From his office in Algeciras, Montesino was between October 2008 and the summer of 2017, the person who acted as the Government’s ‘antenna’ for matters related to Gibraltar. In fact, with his arrival, the Executive recovered the figure of special delegate for the Campo de Gibraltar, which had been vacant for a couple of decades.
Montesino was appointed to the post in 2008 by the then Minister of Foreign Affairs, Miguel Ángel Moratinos, and one of his first tasks was to follow up on the agreements reached in Córdoba two years earlier by the Tripartite Forum on Gibraltar.
When the PP returned to power at the end of 2011, the Minister of Foreign Affairs, José Manuel García Margallo, kept Montesino in the post, from which he experienced some very tense moments due to the queues suffered by Gibraltarians to cross the border as a result of the tightening of customs controls.
Throughout his stay as special delegate for the Campo de Gibraltar, Julio Montesino, showed great professionalism, which was valued by the authorities of the Rock.
Yesterday, the mayor of Algeciras, José Ignacio Landaluce, described him as “a great professional and excellent person” and the mayor of San Roque, Juan Carlos Ruiz Boix, said of him that he was “a magnificent person dedicated to his work”.
In August 2017, Montesino joined the post of consul general in Pau (France) and, five years later, in August 2022, he began his work as consul general in the Canadian city of Toronto.
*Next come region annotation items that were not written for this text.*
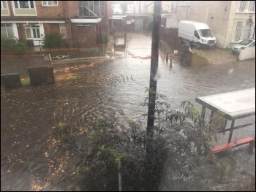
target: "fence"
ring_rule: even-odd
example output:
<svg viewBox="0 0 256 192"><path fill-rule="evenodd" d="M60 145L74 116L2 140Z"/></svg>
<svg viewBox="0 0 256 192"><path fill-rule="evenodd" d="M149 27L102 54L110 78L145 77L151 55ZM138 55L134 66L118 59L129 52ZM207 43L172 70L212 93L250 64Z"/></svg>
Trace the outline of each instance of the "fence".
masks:
<svg viewBox="0 0 256 192"><path fill-rule="evenodd" d="M52 50L81 48L83 47L89 47L88 45L82 43L82 39L65 39L59 41L57 43L48 45L45 47L42 40L15 40L12 39L1 39L1 51L7 52L25 52L25 51L45 51ZM100 36L99 42L97 45L99 49L102 49L103 45L107 47L108 45L107 35Z"/></svg>

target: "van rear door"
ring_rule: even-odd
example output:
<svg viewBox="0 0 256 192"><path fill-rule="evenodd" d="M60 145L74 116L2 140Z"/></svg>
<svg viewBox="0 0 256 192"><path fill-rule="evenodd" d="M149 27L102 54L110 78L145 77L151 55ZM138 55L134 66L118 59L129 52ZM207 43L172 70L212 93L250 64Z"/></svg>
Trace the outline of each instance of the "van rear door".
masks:
<svg viewBox="0 0 256 192"><path fill-rule="evenodd" d="M194 38L193 38L193 41L195 43L197 42L200 42L200 36L199 36L199 34L197 32L197 30L195 30L194 31Z"/></svg>

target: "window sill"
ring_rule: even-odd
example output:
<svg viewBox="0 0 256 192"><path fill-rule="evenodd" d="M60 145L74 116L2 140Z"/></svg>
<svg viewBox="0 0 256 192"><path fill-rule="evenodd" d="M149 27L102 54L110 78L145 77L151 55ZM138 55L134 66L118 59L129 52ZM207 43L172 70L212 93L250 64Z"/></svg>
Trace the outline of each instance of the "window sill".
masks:
<svg viewBox="0 0 256 192"><path fill-rule="evenodd" d="M42 7L59 7L59 5L42 5Z"/></svg>

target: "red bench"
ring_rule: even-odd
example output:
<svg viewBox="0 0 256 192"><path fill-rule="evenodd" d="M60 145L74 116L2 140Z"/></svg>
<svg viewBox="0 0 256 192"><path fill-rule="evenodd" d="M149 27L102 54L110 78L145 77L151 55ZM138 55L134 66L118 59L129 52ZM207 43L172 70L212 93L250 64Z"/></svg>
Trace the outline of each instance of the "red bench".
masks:
<svg viewBox="0 0 256 192"><path fill-rule="evenodd" d="M222 145L217 146L212 148L208 155L208 161L209 164L214 163L214 153L230 149L241 145L249 143L249 148L252 150L255 147L255 139L252 137L244 138L233 142L224 144Z"/></svg>

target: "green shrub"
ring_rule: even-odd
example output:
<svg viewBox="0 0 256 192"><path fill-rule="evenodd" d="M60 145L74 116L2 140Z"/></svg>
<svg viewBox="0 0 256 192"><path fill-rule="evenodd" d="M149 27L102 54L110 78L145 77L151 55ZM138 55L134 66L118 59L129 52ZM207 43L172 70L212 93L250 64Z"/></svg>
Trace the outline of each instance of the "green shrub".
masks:
<svg viewBox="0 0 256 192"><path fill-rule="evenodd" d="M59 48L61 46L61 35L56 32L46 34L42 38L45 48Z"/></svg>
<svg viewBox="0 0 256 192"><path fill-rule="evenodd" d="M204 162L202 157L208 154L214 135L206 121L200 126L200 114L192 103L184 101L181 110L176 110L165 98L156 94L156 126L149 159L146 128L142 123L129 120L129 128L121 131L115 119L95 120L83 145L76 147L82 154L75 172L80 174L82 190L115 191L121 185L124 191L157 191L162 180L185 182L193 175L192 170ZM146 97L142 106L148 107L148 101ZM59 138L63 142L67 142L65 134L70 136L65 130ZM167 173L172 173L172 177Z"/></svg>

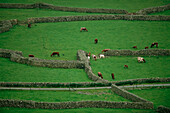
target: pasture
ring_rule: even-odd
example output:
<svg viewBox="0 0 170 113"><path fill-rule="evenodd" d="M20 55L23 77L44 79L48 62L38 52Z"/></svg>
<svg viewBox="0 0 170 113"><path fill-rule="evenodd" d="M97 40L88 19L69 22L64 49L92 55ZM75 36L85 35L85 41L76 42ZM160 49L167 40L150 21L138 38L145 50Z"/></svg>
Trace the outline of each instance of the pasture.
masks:
<svg viewBox="0 0 170 113"><path fill-rule="evenodd" d="M48 96L47 96L48 95ZM0 99L32 100L37 102L68 101L128 101L110 89L79 91L13 91L1 90Z"/></svg>
<svg viewBox="0 0 170 113"><path fill-rule="evenodd" d="M44 2L56 6L80 8L112 8L136 12L143 8L167 5L169 0L1 0L1 3L32 4ZM49 9L3 9L0 8L0 20L27 20L31 17L57 17L76 15L101 15L102 13L63 12ZM150 15L169 15L170 11ZM80 32L86 27L88 32ZM103 49L141 50L149 49L153 42L159 43L158 49L170 49L169 21L74 21L58 23L35 23L31 28L26 24L15 25L9 32L0 34L0 48L18 50L24 57L33 54L36 58L50 60L77 60L77 51L84 50L98 55ZM94 39L98 43L94 43ZM132 48L137 46L137 49ZM51 57L51 53L60 52L60 57ZM119 81L138 78L170 77L169 56L144 56L146 63L138 63L136 57L107 57L94 61L90 59L93 73L103 74L108 81ZM124 69L128 65L128 69ZM83 69L52 69L28 66L0 58L0 82L92 82ZM115 80L111 78L115 74ZM144 99L159 105L169 106L169 89L129 90ZM83 91L19 91L1 90L0 99L32 100L37 102L67 102L67 101L116 101L130 102L118 96L109 89ZM78 108L62 110L26 109L1 107L5 113L53 113L53 112L89 112L89 113L154 113L153 110L140 109L106 109Z"/></svg>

Julio Montesino was born in Cádiz in 1958 and entered the diplomatic service in 1985. Before his appointment as delegate in Campo de Gibraltar, he was consul general in Houston, was posted twice in Mexico, was deputy consul general in Buenos Aires and counsellor at the Permanent Representation of Spain to the UN in New York. He also worked in the Ministry’s International Legal Department.